Pen03_Rgt_AP2350_ML1400__Site04_Z2023__B957_cat_P03_S04_Epc17-18 Port_20,Port_21,Port_2,Port_23,Port_32,Port_29
Pen03_Rgt_AP2350_ML1400__Site04_Z2023__B957_cat_P03_S04_Epc29-33 Port_20,Port_21,Port_2,Port_23,Port_32,Port_29
Pen01_Lft_AP2500_ML1350__Site05_Z1536__B997_cat_P01_S05_Epc01-04 Port_16,Port_22,Port_30,Port_27,Port_28,Port_32,Port_29,Port_12,Port_31
And I can generate DAGs by crunching this file.

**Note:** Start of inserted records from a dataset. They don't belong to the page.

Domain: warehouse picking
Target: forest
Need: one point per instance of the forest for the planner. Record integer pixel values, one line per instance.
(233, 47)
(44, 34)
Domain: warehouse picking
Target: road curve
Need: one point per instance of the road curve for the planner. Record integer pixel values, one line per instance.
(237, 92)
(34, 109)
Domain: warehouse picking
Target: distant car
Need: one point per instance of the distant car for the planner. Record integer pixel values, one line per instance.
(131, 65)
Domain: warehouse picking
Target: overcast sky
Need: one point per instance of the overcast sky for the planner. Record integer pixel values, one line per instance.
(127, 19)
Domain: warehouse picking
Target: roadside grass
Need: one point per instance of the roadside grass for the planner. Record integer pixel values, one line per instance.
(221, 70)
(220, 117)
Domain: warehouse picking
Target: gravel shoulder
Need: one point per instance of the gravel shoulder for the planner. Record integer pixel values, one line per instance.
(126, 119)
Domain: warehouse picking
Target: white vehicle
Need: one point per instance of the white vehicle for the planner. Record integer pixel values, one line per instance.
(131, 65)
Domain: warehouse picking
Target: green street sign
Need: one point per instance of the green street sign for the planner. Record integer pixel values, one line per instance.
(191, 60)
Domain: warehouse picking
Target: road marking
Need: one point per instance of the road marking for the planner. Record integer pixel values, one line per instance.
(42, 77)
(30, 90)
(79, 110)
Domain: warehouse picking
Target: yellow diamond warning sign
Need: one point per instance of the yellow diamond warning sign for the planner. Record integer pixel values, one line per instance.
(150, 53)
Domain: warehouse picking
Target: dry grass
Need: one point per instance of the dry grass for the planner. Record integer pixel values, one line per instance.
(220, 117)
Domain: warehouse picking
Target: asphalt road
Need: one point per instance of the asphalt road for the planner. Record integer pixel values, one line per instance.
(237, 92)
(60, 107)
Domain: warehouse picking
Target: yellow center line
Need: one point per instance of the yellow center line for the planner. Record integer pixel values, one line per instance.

with open('/home/jkiggins/airflow/dags/blocks.tsv','r') as f:
for line in f:
args = line.strip().split()
if len(args) < 2:
continue
BLOCK = args[0]
OMIT = args[1]
dag = DAG(BLOCK,
default_args=default_args,
schedule_interval='@once',
)
make_kwd_task = BashOperator(
task_id='make_kwd',
pool='RAM',
bash_command=make_kwd_command,
params={'source_dir': '/home/jkiggins/data/mat/' % BLOCK,
'target_dir': '/home/jkiggins/data/phy/' % BLOCK,
'omit': OMIT},
dag=dag)
phy_task = BashOperator(
task_id='phy_spikesort',
pool='CPU',
bash_command=sort_spikes_command,
params={'target_dir': '/home/jkiggins/data/phy/' % BLOCK},
dag=dag
phy_task.set_upstream(make_kwd_task)
…
Now that the whole lab is using it, it takes a bit of care not to step on each other’s toes. Airflow looks for dags in a shared folder (which we should probably put under version control). We’re basically just using one file per person/project. In addition to the RAM and CPU pools, we have a GPU pool for my labmates doing deep learning.